On days that I take them I find I am relaxed, happy, pleasant towards my co-workers. I feel as though they let me be my normal happy self, free from the constant pain that otherwise leaves me irritable tearful and generally unpleasant to work with.
Some days I don't take them. I do this very deliberately, to see what its like without them. To try gauge how much I really need them. Those days have been difficult. I am slower at my job. I don't stay a second past my knock off time and I find I am in pain all day.
The pain killers I take are effective for about 4-6 hours, so even in the afternoons as they are wearing off I don't feel worried, because I know I am going home soon.
I don't take them at home or in the weekends.
I only seem to have needed them in the last two weeks as I have returned to the dreaded machine that caused my over use injury in the first place.
Anyway, I know this type of painkiller can become addictive. So as I am down to my last two, I find myself nervous about asking for more. The occupational health doctor never perscribes anything on repeat. And I have to go and ask (beg) every month for the next lot of anti-inflams, nerve calmny things, losec to take with the harsh anti-inflams and quality painkillers. The nerve calming things give you dry eyes and dry mouth but are supposed to help dampen the pain signals. The anti-inflams turn my stomach hence the need for losec. The only things that I feel work without side effects is the painkiller.
The pain killer feels like the only effective thing I have in my arsenal. They still haven't approved my acc (private acc type insurer actually, my work doesn't use acc) claim, its been months (since October 2010) and I got a letter two weeks ago saying they were still deciding. Perhaps they are afraid I want money? I don't want compensation, I want to keep working! I want effective treatment! Lack of acc approval means I am limited to what treatments I can afford. I can get physio at the hospital for free thank goodness. However some of the treatments I have received have been less than ideal (juggling therapy anyone?)

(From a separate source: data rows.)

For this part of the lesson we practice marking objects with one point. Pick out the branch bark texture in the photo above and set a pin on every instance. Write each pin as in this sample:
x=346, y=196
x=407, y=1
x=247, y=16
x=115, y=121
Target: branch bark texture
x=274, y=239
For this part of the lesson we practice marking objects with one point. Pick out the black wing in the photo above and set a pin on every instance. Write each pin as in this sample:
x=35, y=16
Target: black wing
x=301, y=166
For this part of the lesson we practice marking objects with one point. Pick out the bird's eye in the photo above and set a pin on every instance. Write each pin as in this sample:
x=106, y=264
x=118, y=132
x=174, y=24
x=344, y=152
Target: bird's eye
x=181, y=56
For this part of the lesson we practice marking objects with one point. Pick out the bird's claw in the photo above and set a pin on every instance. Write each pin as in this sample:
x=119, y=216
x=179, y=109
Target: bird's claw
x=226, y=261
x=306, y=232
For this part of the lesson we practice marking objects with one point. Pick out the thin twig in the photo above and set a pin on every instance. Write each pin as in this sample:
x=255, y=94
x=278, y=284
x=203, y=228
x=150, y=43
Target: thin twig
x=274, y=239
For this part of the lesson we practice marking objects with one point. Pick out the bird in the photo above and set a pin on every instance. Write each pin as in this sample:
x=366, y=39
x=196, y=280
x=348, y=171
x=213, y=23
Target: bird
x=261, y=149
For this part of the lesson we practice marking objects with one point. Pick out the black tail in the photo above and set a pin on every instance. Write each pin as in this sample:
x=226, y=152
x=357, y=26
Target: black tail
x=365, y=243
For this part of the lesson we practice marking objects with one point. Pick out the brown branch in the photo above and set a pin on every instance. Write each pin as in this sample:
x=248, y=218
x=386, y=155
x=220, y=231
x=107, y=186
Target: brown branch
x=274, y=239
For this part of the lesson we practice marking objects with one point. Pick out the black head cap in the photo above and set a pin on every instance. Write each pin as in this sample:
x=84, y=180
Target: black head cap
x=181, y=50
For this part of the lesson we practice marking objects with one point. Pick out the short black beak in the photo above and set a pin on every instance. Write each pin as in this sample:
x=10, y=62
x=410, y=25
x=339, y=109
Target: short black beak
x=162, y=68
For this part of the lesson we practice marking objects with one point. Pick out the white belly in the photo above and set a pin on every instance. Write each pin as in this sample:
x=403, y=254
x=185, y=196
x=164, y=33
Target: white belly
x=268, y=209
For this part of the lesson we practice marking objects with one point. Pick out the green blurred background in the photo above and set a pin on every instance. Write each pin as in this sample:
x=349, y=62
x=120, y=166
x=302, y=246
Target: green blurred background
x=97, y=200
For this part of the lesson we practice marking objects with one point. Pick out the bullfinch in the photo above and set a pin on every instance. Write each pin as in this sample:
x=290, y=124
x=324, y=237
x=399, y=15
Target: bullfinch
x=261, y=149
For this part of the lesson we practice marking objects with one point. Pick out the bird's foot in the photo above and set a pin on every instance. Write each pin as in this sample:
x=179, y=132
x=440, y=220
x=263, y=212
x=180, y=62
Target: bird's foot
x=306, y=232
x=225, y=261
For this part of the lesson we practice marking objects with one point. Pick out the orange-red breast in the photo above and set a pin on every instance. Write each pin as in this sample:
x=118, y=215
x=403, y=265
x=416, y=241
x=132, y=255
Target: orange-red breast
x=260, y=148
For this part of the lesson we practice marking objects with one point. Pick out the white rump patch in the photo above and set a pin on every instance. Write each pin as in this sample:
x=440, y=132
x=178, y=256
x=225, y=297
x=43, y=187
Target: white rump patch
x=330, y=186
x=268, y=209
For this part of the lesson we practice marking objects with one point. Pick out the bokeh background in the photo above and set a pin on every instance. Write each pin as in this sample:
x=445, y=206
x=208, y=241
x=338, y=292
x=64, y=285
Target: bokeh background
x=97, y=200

My private health insurance wont cover anything unless its absolutely sure work insurance/ACC (whatever) wont cover it. I end up with little choice into how my injury is actually treated. Its dis-empowering and depressing. I am just about ready to cash in my meagre savings for some private treatment and second opinions.
My occ health doctor, who does he work for? His main job is to keep hospital staff off acc and in work, or so my boss says. So what does that really mean? He doesn't work for his patients best interests? Perhaps Occupational health doctors should be independent contractors because I don't really trust him. (It turns out he's part of the panel that approves/disproves my claim.)
I have never had a proper diagnosis. At first it was definitely muscular, when I laid down for my first physio treatment it was obvious which shoulder was in pain, without even touching it. A swollen and raised shoulder blade was fairly obvious. Now they say its just a pain issue, Just a PAIN issue? wtf. I think I damaged my subscapularis muscle.Sprain or tear or aggravation I don't know. Anyway all the exercises they gave me in the beginning made things a lot worse. Imagine having a sprained ankle and being told a couple of games a of tennis a week should fix it right up. I think it should have been immobilised and rested. But in the beginning I was advised to continue as normal.
My right hand grip is now weaker than my left, for a right handed person this is highly unusual. I cannot do a lot of my normal activities. (This leads to sadness.)
I just pretend at work that I feel fine, I try anyway. Chronic pain can't be "seen" I suppose and is difficult to sympathise with. I just tell my co-workers I'm fine. People get sick of hearing anything else. The correct answer is "fine, thanks" and finish with a smile. Sympathy only lasts for a short amount of time in the work place anyway. They are kind people, and they ask after my shoulder, "How is your shoulder?" but why should I burden them with the truth? They just want to be kind and asking shows concern, but beyond that.... what can they do or help with. I appreciate it every time they ask after me. But I refuse to unload my pain onto them any more. I sound like a broken record. (A crazy broken record)
This whole thing has turned me into a crazy person. I feel emotionally weak, I have lost all my resilience.
I am not me any more. I don't think I have been for some time.